Drilling the horizontal stabilizer6h
May 11, 2022
Started working on the horizontal stabilizer.
I put the vertical stabilizer aside until I figure out what to do about it, and started working on the horizontal stabilizer.
The first step was to round the corners of rear spar reinforcement bars to make sure they fit into the rear spar. Then I used Scotch-Brite for both the spar itself and the reinforcement bars.
Then after a lot of drilling, the rear spar clecoed together with the hinge brackets.
There was one minor "oops" moment when I drilled #21 holes for the main rib: it did not go exactly as planned. I used my electric drill (to avoid making too much noise), which runs relatively slow (1500 RPM). When I was upsizing holes from #30 to #21, the drill bit grabbed and got stuck in the hole. I tried my bigger electric drill -- the same result, same jagged edges of the hole. Tried my air drill -- well, it got stuck, too. Finally, I was able to drill the holes by using my air drill and advancing it extremely slowly.
This was a bit unexpected -- I am used to that when I machine aluminum I can push a #21 drill bit with not too much drama, on a very low RPM. The difference, though, is when I machine in my mill, the part is clamped and my spindle is more powerful than the hand-held drill. Also, I usually work with 6061-T6 aluminum, which is softer.
In the end, I was able to slowly drill from the opposite side, which worked out okay. The holes look fine.
Then I switched to the central bearing assembly. I primed the bearing itself with my epoxy primer, but instead of spraying it, I brushed it with a small paintbrush. It turned out relatively ugly in the end, but it should work.
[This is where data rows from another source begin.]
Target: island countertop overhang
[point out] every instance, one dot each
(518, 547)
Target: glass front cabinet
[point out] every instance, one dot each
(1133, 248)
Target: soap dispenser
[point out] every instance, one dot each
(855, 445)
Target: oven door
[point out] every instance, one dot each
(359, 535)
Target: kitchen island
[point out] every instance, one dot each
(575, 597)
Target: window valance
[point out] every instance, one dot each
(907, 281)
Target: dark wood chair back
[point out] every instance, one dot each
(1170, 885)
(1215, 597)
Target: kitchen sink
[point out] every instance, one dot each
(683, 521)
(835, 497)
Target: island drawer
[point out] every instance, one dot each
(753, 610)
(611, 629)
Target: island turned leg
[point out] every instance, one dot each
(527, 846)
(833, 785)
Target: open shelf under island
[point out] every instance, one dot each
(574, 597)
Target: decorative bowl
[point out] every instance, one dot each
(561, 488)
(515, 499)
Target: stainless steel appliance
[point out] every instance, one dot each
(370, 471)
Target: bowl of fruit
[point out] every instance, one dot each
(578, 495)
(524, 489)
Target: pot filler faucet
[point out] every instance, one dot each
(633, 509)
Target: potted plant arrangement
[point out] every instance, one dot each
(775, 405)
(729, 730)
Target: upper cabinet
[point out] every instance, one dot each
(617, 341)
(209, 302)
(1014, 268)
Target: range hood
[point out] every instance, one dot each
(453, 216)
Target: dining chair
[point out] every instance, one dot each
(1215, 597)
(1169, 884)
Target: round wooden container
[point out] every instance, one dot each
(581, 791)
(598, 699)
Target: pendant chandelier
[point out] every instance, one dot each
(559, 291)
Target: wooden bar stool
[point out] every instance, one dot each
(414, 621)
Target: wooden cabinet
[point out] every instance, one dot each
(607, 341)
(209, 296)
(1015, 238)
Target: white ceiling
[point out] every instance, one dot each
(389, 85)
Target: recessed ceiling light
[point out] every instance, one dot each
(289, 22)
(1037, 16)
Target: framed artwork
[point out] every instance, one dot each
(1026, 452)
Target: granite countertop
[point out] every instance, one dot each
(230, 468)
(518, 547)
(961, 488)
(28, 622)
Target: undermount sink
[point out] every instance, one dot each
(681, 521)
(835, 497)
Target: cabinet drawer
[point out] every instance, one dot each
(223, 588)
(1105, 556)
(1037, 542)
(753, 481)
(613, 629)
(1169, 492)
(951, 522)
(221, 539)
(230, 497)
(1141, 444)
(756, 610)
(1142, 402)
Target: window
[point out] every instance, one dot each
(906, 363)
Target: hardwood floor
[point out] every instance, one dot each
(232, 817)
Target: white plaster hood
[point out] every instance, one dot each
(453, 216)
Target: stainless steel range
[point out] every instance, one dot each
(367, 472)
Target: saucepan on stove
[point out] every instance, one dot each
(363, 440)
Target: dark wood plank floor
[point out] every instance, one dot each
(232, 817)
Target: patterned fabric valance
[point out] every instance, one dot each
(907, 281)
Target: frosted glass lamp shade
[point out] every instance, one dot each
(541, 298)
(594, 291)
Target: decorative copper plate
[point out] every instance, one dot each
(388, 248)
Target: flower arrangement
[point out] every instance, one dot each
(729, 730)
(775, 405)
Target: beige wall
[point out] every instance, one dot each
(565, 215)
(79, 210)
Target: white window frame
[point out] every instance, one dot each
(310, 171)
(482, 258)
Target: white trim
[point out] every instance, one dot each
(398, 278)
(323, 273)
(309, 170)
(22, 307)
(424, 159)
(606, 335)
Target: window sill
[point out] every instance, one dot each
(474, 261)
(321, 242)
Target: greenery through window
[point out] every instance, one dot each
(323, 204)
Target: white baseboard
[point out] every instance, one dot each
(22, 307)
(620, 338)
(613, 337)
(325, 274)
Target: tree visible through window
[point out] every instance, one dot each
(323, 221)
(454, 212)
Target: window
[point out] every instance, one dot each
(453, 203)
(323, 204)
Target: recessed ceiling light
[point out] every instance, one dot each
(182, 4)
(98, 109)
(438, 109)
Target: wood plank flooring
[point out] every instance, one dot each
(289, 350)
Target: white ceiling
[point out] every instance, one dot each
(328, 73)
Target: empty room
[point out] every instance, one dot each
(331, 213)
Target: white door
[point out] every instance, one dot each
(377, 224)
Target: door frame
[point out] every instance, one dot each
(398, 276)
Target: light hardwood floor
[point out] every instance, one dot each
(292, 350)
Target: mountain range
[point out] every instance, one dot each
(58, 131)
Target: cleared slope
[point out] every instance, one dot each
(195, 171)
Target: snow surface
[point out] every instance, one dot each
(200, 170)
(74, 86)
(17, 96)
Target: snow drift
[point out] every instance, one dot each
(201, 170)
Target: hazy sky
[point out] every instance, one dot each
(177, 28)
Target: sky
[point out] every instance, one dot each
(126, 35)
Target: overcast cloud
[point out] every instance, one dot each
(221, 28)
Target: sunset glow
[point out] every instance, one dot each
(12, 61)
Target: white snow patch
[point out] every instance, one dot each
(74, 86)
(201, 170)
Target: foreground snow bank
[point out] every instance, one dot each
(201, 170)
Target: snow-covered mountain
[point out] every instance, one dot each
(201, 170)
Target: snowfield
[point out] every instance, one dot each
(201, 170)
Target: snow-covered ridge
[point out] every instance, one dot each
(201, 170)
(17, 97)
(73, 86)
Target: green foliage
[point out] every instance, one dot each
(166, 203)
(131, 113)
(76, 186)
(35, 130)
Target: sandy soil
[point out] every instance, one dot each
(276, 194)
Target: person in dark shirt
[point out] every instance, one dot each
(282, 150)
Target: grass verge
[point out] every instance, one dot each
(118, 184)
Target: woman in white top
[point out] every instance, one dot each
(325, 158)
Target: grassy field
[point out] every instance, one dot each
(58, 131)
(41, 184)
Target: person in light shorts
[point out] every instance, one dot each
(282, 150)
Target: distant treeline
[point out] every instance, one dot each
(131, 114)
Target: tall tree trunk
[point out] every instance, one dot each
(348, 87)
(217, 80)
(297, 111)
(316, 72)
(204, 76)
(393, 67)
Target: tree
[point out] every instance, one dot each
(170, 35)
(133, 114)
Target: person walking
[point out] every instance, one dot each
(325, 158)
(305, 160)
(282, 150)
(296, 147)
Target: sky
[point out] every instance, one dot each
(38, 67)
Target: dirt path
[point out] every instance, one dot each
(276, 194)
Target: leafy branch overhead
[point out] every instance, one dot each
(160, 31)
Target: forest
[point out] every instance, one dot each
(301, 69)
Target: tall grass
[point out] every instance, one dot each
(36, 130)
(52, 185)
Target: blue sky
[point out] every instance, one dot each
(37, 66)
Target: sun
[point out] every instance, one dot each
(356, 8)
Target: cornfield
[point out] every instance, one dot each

It is going to be hidden between the brackets anyways.
After letting the bearing dry, I assembled it with the brackets.
The instructions specifically called for an AN470AD4-5 rivet which I found rivet to be a tad too short (but again, instructions stressed that -5 is the correct length here). It turned out okay, but heads were definitely on the short side (about 50-60 thou, with 50 thou being the minimum as per MIL Spec.).
The next part was to assemble the front spar. I started with the doubles, separating them and polishing the edges with the Scotch-Brite wheel. After that, I fabricated (well, rather, modified) the front spar itself.
The modification was to shorten flanges and create a relief notch. Shortened flanges need to be flattened back so they provide enough of the edge distance for further drilling. For flattening, I clamped the part in the vise between two aluminum angles (which I use as "soft jaws"). Worked out perfectly.
Then I filed the pieces to get smooth radiuses.
Initially, I thought of leaving flanges square until I know how much I could trim them, as I was intimidated by the note "maintain min. edge distance" on the plans (also, it seems like there are a lot of potential edge distance issues in that area)! However, after giving it some thought, I trimmed them. One thing I noted is that plans say that section F-F is a "3/4 scale", but when I place part against it, it looked more like the actual scale. So I trimmed, hopefully on the conservative side.
The next step was to bend the front spar and both reinforcing angles. First, I drew a 6˚ angle on the table, so I can measure parts against it. 6˚ turned out to be about 9-9/16" by 1".
Before bending the reinforcement angles, I rounded their corners. This was another scary moment. After rounding corners, I realized that I sanded them just a little. The original edge distance was about 0.25", which is already recommended edge distance for the 0.125" hole. I measured my new distance, and it was 0.222" inches. I checked the MIL Spec and found that the minimum edge for -4 rivet is 0.219", so I am okay (also, I found a similar question on the forum where distance seemed to be even less, and it was presumably okayed by Van's support since the part is so thick).
And the final result, after bending and drilling holes inboard of the ribs. I've spent a lot of time meditating on the manual and the plans trying to figure out what exactly they want me to drill (it seemed like two steps were kind of repeating each other). In the end, I decided that instructions were a mix of original instructions plus the service bulletin (the one that adds doublers to the front spar), and that's why it was a bit confusing. Also, it referenced figure 6-6 which I did not find at all (which seems to be a typo).
Also, I disassembled my vertical stabilizer to replace the whole front spar assembly. I asked Van's support if the part could be repaired and they suggested that dressing sharp edges should be enough. However, given that the whole assembly turned out to be not great, I decided it would be better to redo it. Since all holes are pre-punched, new parts should match the skin, more or less.